Zimbabwe: 2025 Budget to Build Resilience - Prof Ncube

5 November 2024

The 2025 national Budget will focus on building resilience to deepen structural economic transformation and consolidate gains achieved under the National Development Strategy 1 (NDS1), Treasury has said.

With the economy now expected to record a two percent growth this year, down because of the severe drought from the initial forecast of 3,5 percent, Treasury is expecting a rebound next year of six percent on account of agricultural sector recovery.

Finance, Economic Development and Investment Promotion Minister Professor Mthuli Ncube, while delivering a lecture at the Zimbabwe National Defence College in Harare yesterday, said the Budget would seek to strengthen the economy so that it becomes resistant to most domestic and foreign shocks.

"We are focusing on resilience because we have been impacted by climate changes this year, so investing in sectors like irrigation, more in drought-resilient seeds and cropping, conservation agriculture in the form of Pfumvudza/Intwasa, and also focusing on insurance products for farmers: all those are key aspects of building resilience," he said.

While the Budget cuts across different sectors, agriculture investments remained key, hence, more focus would go towards supporting water infrastructure and also building resilience in terms of environmental protection for the country to benefit more from its natural resources.

Treasury would also invest in building currency resilience to anchor growth and stability, while also making sure exports grow, given the currency is backed by precious metals and foreign currency reserves.

Prof Ncube said while agriculture was the only sector recording negative growth this year, the rest of the economy was in positive growth.

"The ICT sector, tourism, and accommodation are growing above 10 percent. But also, we expect agriculture to lead the recovery next year when we are expecting good rains. We expect the sector to grow at about 13 percent (in a positive direction), and none of the sectors will record a negative rate of growth. So next year, we expect the economy to grow at six percent more than full recovery," he said.

Prof Ncube said so far during the period of NDS1 (2021-2025), the economy had been growing at an average of 6,5 percent, hence, should be able to meet the average growth target of 5,5 percent quite easily.

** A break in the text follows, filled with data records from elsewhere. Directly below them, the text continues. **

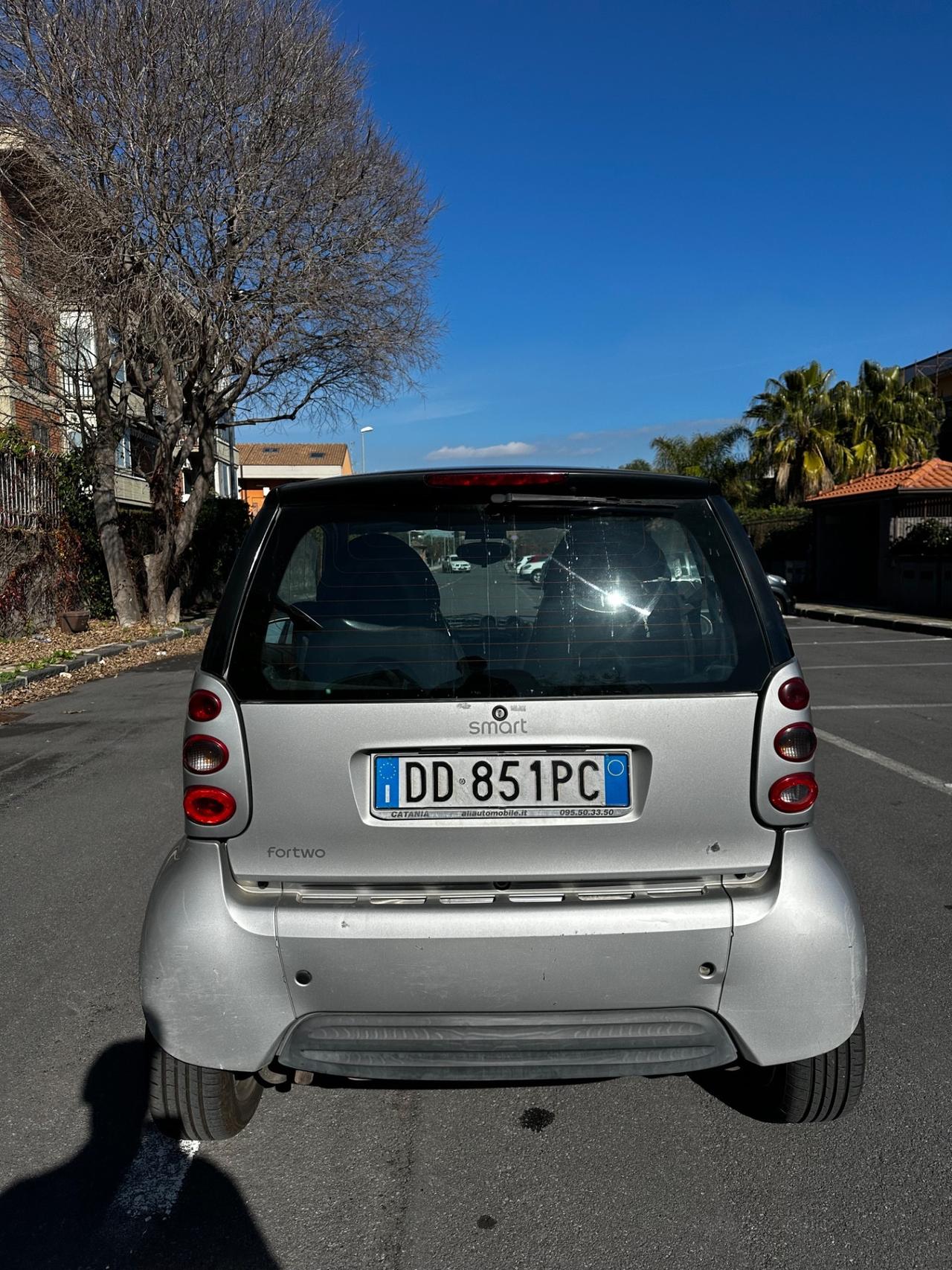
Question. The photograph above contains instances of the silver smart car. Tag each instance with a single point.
(448, 827)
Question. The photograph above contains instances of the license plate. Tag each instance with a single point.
(501, 786)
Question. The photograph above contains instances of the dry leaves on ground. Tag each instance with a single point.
(108, 668)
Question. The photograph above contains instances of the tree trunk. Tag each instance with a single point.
(122, 585)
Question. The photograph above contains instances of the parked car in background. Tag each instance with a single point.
(527, 563)
(454, 564)
(781, 592)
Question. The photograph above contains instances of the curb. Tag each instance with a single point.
(100, 654)
(887, 621)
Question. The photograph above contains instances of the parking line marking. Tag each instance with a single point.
(842, 643)
(154, 1178)
(932, 783)
(895, 705)
(874, 666)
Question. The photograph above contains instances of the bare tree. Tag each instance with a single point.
(217, 230)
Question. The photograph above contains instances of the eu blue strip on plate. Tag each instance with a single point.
(616, 780)
(386, 783)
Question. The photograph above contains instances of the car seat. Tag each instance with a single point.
(610, 612)
(379, 606)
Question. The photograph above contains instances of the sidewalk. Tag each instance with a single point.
(878, 618)
(94, 655)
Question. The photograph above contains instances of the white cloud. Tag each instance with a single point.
(508, 450)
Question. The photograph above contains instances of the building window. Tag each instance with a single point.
(37, 368)
(123, 454)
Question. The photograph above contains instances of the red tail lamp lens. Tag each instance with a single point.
(203, 706)
(509, 481)
(205, 754)
(796, 743)
(795, 695)
(208, 806)
(794, 793)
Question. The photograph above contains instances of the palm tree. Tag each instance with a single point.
(797, 436)
(891, 423)
(716, 456)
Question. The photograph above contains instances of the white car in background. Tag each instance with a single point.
(536, 571)
(527, 563)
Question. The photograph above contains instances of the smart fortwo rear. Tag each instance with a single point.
(441, 826)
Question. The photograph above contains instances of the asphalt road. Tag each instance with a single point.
(619, 1174)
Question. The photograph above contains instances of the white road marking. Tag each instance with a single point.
(154, 1178)
(874, 666)
(895, 705)
(932, 783)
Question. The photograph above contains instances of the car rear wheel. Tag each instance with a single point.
(199, 1103)
(817, 1088)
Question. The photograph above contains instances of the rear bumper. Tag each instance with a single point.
(535, 1047)
(220, 968)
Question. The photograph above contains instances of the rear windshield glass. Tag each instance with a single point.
(484, 601)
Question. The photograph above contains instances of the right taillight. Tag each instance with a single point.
(794, 695)
(796, 742)
(795, 793)
(203, 706)
(205, 804)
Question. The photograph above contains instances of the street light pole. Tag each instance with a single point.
(363, 447)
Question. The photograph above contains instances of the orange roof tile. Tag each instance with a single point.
(291, 454)
(930, 474)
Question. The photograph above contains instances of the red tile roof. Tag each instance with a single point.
(291, 454)
(932, 474)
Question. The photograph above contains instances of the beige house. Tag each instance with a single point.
(264, 465)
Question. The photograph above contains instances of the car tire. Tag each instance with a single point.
(199, 1103)
(817, 1088)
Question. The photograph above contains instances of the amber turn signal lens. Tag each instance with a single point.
(796, 743)
(205, 754)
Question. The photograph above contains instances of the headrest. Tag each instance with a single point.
(379, 578)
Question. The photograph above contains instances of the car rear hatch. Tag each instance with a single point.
(411, 729)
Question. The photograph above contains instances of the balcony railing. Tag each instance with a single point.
(28, 494)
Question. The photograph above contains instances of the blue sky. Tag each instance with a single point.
(652, 208)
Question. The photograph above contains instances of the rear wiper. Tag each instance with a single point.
(298, 615)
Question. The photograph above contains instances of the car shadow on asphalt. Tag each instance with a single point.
(129, 1198)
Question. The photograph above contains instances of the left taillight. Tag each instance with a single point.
(205, 754)
(206, 804)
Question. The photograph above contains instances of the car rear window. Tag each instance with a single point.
(359, 603)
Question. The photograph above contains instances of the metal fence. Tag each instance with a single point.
(28, 496)
(914, 508)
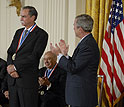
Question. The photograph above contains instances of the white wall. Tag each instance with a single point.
(55, 16)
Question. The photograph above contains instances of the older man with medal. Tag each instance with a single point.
(51, 83)
(23, 60)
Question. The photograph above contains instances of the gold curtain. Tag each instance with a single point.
(99, 10)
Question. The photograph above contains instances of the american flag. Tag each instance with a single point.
(112, 59)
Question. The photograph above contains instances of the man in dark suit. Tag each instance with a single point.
(3, 72)
(81, 83)
(23, 59)
(52, 83)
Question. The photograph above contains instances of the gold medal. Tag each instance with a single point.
(14, 55)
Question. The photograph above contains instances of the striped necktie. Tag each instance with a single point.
(24, 34)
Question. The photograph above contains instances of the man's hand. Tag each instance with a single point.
(63, 47)
(14, 74)
(10, 69)
(44, 81)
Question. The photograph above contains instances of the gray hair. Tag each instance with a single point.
(85, 22)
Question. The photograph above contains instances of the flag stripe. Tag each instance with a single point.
(112, 59)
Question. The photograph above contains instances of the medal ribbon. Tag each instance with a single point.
(45, 75)
(22, 34)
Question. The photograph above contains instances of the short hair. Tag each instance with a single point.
(85, 22)
(32, 11)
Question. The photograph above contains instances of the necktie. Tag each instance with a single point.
(24, 34)
(48, 72)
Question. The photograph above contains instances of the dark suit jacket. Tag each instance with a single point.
(2, 70)
(3, 73)
(57, 89)
(81, 85)
(27, 57)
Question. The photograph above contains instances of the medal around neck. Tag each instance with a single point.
(13, 57)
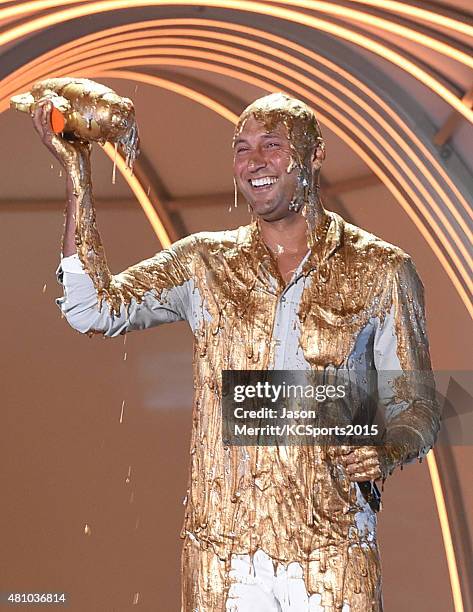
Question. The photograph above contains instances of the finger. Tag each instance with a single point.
(363, 476)
(363, 466)
(360, 454)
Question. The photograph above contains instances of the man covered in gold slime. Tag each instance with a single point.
(271, 527)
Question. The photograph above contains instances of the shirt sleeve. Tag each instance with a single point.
(150, 293)
(406, 388)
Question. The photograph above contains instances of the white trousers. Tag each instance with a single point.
(255, 586)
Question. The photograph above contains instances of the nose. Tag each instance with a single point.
(256, 161)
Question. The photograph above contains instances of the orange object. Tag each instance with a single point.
(57, 120)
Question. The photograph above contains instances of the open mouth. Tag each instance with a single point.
(262, 184)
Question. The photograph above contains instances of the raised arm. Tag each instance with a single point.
(406, 384)
(152, 292)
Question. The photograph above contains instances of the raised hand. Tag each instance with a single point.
(73, 155)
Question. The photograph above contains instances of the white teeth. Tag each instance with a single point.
(267, 180)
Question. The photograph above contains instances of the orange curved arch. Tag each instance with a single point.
(444, 524)
(249, 6)
(148, 38)
(457, 25)
(294, 46)
(121, 61)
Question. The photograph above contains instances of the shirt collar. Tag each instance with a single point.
(326, 238)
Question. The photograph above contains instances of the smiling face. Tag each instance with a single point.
(260, 166)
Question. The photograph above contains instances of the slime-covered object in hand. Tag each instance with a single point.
(91, 112)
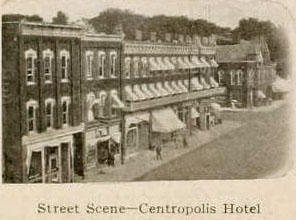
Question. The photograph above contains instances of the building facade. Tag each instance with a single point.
(247, 72)
(167, 89)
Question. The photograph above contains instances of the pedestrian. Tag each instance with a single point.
(158, 152)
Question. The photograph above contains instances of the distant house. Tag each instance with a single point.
(247, 72)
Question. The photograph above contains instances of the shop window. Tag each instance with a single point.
(65, 111)
(113, 60)
(31, 66)
(65, 64)
(49, 104)
(89, 64)
(127, 67)
(102, 64)
(31, 116)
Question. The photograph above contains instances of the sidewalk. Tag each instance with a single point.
(274, 105)
(145, 161)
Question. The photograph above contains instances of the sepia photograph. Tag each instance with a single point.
(137, 91)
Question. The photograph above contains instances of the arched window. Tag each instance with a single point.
(47, 65)
(102, 64)
(31, 106)
(127, 67)
(65, 64)
(31, 66)
(113, 61)
(49, 109)
(89, 64)
(221, 77)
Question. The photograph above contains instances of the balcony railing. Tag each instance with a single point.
(153, 103)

"That is our target for us to reach middle-income status by the year 2030. Of course, we have five more years to go, and under NDS2 (2026-2030), but we are again determined that we will be able to meet that average rate of growth," he said.

Prof Ncube said Zimbabwe had done well in terms of managing its external balances, supported by growth in exports in sectors like mining and growth in remittances by the diaspora.

He said the two sectors had driven the country's current account position compared to other imports and other outflows.

"In the last six years, we have had a very positive current account surplus. Our estimate for this year was that the current account surplus was likely to shrink to about US$45 million, but our latest figures are showing a much better position because we have seen an increase in gold earnings, and we now could be as much as US$100 million in terms of the current account," Prof Ncube said.